Chapter 1: The Arrival: A New City, A Fragile Beginning

The tram jolts through The Hague's manicured streets, carrying her toward the International Criminal Court like a glass capsule through someone else's dream. She presses her face to the window, watching the city's careful perfection unfold—preserved buildings, trimmed hedges, a civilization that has learned to contain its violence behind polished facades. Six months since leaving New York. Six months since her father's funeral released her from obligation. The apartment she rents sits too large around her, furnished for temporary lives, temporary hopes. Each morning she rides these same trams, walks these same corridors, speaks these same careful words into microphones that carry justice across language barriers. At the Court, she meets Amina, the Senegalese interpreter whose composure never cracks, whose voice remains steady even when translating testimonies that would shatter most minds. Amina tells her about interpreting for an accused militia leader, how his magnetism worked even through glass barriers, how evil has its own terrible charisma. "The first time you listen to an interpreter," Amina explains, "their voice sounds cold and precise. But the longer you listen, the more variation you hear." She pauses, one hand resting on her pregnant belly. "You interpret not just words, but the intention behind them. The humor, the irony, the malice." The work demands perfect accuracy, linguistic tightrope walking above chasms of meaning. A single mistranslation can transform a reliable witness into a liar, can alter the course of justice itself. The Court operates on suspended disbelief—everyone knows the testimony is coached, the drama calculated, yet the suffering beneath remains authentic, untouchable. She learns to navigate the Court's vocabulary, its arcane precision. War crimes and crimes against humanity flow through her voice like prayers in reverse. Each session deposits another layer of others' pain, others' guilt. She tells herself she's merely an instrument, a consciousness-free zone where words transfer cleanly from one language to another. But instruments don't lie awake at night remembering the former president's smile, don't feel their neutrality eroding like coastline under relentless waves.

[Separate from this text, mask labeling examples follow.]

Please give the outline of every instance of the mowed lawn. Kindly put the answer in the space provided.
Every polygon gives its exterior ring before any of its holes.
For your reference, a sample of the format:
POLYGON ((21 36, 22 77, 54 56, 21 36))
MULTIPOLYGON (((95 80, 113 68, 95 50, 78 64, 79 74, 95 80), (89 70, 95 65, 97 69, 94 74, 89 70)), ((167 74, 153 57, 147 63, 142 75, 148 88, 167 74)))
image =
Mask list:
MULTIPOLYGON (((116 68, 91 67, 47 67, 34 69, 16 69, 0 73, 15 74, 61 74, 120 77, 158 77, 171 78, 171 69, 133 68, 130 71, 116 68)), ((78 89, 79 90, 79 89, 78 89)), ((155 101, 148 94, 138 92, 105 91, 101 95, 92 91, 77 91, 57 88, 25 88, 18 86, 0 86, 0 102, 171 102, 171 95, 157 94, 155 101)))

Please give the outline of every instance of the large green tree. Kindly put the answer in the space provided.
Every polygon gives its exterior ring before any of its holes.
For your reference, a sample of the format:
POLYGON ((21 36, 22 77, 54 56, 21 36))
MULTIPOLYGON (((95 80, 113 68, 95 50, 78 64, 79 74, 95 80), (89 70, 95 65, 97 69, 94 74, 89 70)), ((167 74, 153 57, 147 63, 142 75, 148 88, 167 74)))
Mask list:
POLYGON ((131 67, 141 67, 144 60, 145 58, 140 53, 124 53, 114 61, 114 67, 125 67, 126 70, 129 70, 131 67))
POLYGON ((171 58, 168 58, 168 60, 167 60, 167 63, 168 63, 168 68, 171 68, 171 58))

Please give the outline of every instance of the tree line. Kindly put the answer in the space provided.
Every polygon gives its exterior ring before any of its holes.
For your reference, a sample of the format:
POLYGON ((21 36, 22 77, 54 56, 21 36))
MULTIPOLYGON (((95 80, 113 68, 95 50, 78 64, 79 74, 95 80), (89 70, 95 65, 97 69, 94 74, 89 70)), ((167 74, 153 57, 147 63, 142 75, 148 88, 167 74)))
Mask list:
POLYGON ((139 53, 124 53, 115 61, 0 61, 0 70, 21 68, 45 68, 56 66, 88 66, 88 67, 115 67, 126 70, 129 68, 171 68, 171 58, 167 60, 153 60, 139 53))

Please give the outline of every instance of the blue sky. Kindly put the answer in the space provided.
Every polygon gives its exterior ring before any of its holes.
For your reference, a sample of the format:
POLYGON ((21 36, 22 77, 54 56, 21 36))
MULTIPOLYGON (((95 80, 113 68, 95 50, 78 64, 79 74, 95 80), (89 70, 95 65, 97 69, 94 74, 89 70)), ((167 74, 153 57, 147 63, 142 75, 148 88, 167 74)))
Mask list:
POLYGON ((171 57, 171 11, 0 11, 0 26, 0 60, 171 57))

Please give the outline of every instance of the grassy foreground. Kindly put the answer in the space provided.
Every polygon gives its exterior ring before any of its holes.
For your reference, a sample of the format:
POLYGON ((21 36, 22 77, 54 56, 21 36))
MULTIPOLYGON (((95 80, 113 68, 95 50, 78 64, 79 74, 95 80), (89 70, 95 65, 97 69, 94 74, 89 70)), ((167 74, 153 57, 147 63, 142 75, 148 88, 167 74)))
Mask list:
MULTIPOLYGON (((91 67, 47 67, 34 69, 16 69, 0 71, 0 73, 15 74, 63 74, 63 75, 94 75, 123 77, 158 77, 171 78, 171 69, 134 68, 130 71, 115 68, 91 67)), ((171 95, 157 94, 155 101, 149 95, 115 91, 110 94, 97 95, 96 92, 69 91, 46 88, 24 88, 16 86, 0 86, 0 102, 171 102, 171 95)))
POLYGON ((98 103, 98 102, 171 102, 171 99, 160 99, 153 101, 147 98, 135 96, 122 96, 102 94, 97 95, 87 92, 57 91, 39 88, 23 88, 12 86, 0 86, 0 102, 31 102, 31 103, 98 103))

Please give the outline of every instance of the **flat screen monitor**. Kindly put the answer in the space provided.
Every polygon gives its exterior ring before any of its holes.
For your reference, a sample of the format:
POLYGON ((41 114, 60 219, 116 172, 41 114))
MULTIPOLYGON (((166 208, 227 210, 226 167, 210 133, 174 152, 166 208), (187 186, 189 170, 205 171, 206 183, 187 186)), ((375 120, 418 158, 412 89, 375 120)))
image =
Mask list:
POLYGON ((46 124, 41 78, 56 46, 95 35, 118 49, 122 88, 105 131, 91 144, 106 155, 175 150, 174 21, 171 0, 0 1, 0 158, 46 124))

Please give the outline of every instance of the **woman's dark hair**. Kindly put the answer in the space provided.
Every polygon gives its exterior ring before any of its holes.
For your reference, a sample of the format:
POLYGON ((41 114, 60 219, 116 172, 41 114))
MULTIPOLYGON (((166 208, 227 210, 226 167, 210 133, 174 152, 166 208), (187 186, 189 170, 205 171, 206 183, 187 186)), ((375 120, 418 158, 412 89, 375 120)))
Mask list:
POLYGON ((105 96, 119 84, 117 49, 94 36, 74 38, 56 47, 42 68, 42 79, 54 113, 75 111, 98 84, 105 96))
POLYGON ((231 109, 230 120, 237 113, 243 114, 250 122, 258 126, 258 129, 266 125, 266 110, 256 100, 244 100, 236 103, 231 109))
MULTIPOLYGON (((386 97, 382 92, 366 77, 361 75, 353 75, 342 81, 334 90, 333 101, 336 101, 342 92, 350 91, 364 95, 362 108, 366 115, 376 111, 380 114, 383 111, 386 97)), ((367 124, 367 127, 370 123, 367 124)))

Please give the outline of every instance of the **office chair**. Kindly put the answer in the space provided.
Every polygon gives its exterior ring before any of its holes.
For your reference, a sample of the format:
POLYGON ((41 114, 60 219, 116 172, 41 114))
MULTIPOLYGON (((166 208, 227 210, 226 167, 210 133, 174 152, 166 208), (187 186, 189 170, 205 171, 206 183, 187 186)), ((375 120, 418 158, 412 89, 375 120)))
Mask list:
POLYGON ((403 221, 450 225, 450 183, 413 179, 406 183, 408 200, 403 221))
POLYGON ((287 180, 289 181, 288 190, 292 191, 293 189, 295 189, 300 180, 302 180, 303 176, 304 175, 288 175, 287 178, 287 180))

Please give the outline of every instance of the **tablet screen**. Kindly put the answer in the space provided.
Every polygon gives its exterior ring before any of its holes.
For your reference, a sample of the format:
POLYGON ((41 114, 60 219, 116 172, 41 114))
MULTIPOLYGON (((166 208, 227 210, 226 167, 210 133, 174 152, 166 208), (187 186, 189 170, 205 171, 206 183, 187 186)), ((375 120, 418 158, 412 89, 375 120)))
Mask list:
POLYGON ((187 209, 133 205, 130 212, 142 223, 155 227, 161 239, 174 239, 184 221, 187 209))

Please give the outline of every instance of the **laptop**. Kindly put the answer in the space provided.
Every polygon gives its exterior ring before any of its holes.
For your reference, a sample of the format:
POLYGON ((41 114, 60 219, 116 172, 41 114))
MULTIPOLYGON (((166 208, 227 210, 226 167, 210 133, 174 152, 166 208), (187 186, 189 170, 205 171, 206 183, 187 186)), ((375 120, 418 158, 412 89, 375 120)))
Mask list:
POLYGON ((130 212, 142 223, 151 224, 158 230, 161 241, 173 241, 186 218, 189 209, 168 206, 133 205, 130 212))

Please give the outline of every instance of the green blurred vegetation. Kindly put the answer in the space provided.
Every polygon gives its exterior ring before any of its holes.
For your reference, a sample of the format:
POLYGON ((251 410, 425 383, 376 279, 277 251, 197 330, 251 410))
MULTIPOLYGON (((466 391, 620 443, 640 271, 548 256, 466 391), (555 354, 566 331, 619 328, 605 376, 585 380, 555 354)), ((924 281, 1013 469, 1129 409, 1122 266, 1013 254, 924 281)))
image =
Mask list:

Chapter 2: Intimate Translations: The Court and Adriaan's Complex Truth

At the Kunstmuseum opening, champagne glasses catch gallery light like promises. She stands among strangers speaking Dutch too quickly to follow, feeling the familiar displacement of linguistic exile. Then Adriaan appears beside her—tall, handsome, wearing his confidence like perfectly tailored clothes—offering her another drink and an escape from the crowd's indifference. He guides her through Mondrian's geometric certainties, speaking about art with the casual authority of someone born to cultural fluency. "The openings are strange," he admits. "People talking to each other and ignoring the art altogether." His self-awareness charms her, this acknowledgment of their own hypocrisy. When they part, he returns for her number with a directness that makes her pulse quicken. His text arrives that evening—simple, unambiguous—and her equally simple response surprises her: "Yes." The affair unfolds with dangerous ease. Adriaan's apartment occupies the upper floors of his childhood home, rooms filled with books and careful arrangements, the detritus of a life lived with intention. Only gradually does she notice the traces: Gaby's coat still hanging in the foyer, gold bracelets scattered in the vide poche, the family photograph on the bookshelf where his wife's beauty blazes like a challenge. At a dinner party, she learns the truth from Kees, a defense lawyer whose oiled hair and wolfish grin disguise sharper teeth. Gaby left for Lisbon six months ago—just vanished one weekend, sent Adriaan an email, never returned. The children, teenagers now, followed their mother to Portugal, leaving Adriaan alone in rooms too large for solitude. "Even from the inside," Kees tells her with malicious satisfaction, "what do you really know of your own marriage? One day you realize you're living with a stranger." That first night in Adriaan's bed, she notices how the absence shapes the space around them. His touch carries both hunger and hesitation, the careful attention of a man learning to trust skin again. They make love surrounded by the ghost-life Gaby left behind, her invisible presence sanctifying and condemning them simultaneously. "You're married," she says afterward, and his answer comes without deflection: "Yes. But I don't know for how much longer. Is that okay?" The question hangs between them like a bridge half-built, requiring faith to cross.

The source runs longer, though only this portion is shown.